— Надо же, какие у вас оригинальные мальчики живут, — Ольга насмешливо покачала головой. — Я читала, что за свободу животных борется актриса Брижитт Бардо, у нее дома настоящий собачатник плюс кошатник, и все, говорят, «дворяне». Вообще, за них обычно скучающие буржуазные дамочки заступаются. А тут — парень. Во дает!

Ее голос переполняла ирония, и я готов был сквозь землю провалиться. Ну, зачем затеял перепалку с такой красивой девочкой? Теперь она будет думать, что я зануда. И попробуй докажи обратное.

Картошке надоело стоять на задних лапах. Она вернулась в исходное положение, виновато взглянула на меня и деликатно отвернула мордочку.

— Ну, вот, — Мишка вытянул ладонь вперед. — Капля! Еще одна. Сейчас дождь разойдется. Айда по домам!

Редкие дождинки падали в траву, скользили по щеке, мочили листья и камни. Картошка недовольно покрутила головой, смешно чихнула и вдруг, будто кто-то дал ей команду, резво вскочила и опрометью бросилась на дорогу.

— Бежим! — предложила Зоя. — Туча надвигается нешуточная. Не успеем от нее уйти — будем как мокрые курицы.

И мы побежали.

Впереди нас бодро семенила Картошка. На обочине дороги отдыхала в луже стайка серых гусей. Гусак, завидев нашу компанию, лениво поднялся, вытянул голову, и громко загоготал. Гусыни поддержали его боевой клич. Наверное, гусак решил, что мы его боимся, если так быстро бежим. Он захлопал крыльями, пригнул клюв почти к самой земле и с шипением бросился в сторону Ольги.

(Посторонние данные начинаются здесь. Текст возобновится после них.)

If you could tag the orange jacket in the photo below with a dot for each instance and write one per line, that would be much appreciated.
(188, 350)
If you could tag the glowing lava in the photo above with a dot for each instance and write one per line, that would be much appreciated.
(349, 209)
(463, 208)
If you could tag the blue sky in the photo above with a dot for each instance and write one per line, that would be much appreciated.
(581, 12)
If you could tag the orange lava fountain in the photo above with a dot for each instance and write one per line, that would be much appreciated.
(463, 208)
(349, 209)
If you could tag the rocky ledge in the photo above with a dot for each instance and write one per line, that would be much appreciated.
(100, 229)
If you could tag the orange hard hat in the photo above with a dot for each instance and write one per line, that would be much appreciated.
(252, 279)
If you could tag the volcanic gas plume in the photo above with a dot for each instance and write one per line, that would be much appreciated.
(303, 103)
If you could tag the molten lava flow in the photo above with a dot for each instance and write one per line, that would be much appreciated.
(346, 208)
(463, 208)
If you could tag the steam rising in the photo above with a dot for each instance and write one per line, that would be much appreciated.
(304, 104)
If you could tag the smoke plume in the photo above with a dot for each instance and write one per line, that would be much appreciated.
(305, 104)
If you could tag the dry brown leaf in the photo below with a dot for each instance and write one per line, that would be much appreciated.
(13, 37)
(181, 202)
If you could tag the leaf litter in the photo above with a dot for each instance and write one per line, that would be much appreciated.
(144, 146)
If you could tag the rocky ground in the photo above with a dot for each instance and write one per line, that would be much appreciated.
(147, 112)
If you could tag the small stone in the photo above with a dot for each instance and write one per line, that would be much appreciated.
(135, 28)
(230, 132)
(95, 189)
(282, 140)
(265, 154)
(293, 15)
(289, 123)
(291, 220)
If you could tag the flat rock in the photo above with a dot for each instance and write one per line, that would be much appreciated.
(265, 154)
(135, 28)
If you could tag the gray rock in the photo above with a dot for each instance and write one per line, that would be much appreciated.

— Аааа! — испугалась она. — Он меня укусит!

— Это собаки кусаются, — не удержался я от замечания. — А гуси клюют и щиплют.

Оля раскричалась еще громче. Гусыни продолжали тревожно гоготать. Гусак, растопырив крылья, бежал за городской девчонкой. Картошка озадаченно оглянулась и, обнаружив за собой такую картинку, развернулась и помчалась на гусака. Тот остановился, громоподобно затрубил и начал отступление к луже, в которой за него шумно переживали гусыни.

Храбрая Картошка влетела в лужу и ухватила гусака за крыло, за что тут же получила от него острастку: он долбанул ее клювом в голову. Но собака не выпускала крыло, более того — принялась ожесточенно трепать его, только перья полетели. Гусак, тоже не робкого десятка, извернулся и стал бить Картошку другим крылом, попутно он клевал ее и злобно шипел. Гусыни подняли оглушительный гвалт, а одна из них, самая большая и тучная, кинулась на подмогу своему предводителю. Ох, и досталось же от них собаке!

Оля успокоилась и, отбежав на безопасное расстояние, с любопытством наблюдала за развернувшейся баталией. Куда только ее страх девался!

— Смелая собака, — заметила Оля. — Не зря вы ее кормите.

— Мы ее кормим не за что-то, а просто так, — заметил я. — А гусак тебя просто стращал. Он еще ни разу никого не клюнул — только пугает.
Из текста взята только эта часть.